The character of Lisa Douglas is reprised in the 1990 film Return to Green Acres, which shows Lisa and Oliver, after a spate of disappointments, shifting to New York. However, subsequent to Hooterville residents reaching out to Lisa and Oliver for support to save their homes from being usurped by a local developer, both Lisa and Oliver realize their significant emotional attachment to Hooterville; and finally decide to move back.

==Critical review==
The character of Lisa Douglas engendered broad critical acclaim. While CNN rated the character as being amongst "The most stylish TV housewives of all time", Lisa's character has also been critiqued as exemplifying an American housewife of those times who goes as per her husband's views. (Note: Whitt (1996): "The dislocation the Douglases experience makes the viewer identify with Oliver and [...] his "faith in a rational order.") (Note: Delbert (2014): "The theme song also explains that Lisa has no input in the decision, as Oliver sings, “You are my wife,” and Lisa responds, “Goodbye, city life!”...") At the same time, Lisa's character has been reviewed broadly as being amongst select "familiar and congenial" television characters, those which offered the American audiences an "escape and a sense that order might yet prevail."

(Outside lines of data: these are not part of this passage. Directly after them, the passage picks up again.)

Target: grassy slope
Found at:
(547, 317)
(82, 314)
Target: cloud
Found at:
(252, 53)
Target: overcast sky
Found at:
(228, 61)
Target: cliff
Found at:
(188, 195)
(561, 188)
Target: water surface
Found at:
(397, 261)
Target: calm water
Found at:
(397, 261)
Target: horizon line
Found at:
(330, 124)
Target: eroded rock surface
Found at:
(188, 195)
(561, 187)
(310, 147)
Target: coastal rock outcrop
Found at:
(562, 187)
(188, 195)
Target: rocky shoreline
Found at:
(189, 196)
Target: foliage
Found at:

Larry Karaszewski writes in the USC Spectator: "While Mr. Douglas thinks he is a 'real farmer', Mrs. Douglas has no such pretensions. She simply is what she is and the citizens of Hooterville accept her for being herself [...] Much of Green Acres is about a communications gap and Lisa is central to the gap."

In the book Politics and the American Television Comedy, pop culture author Doyle Greene writes: "Oliver and Lisa were [...] transformed into cultural and political caricatures, even dialectical oppositions: husband versus wife; rural life versus urbanity; Protestant work ethic versus flights of fancy; and, above all, America versus Europe. As the embodiment of Europe in all of its aristocratic glory, Lisa represents the very culture that America explicitly saw itself as being reborn from in the frontiers of the New World."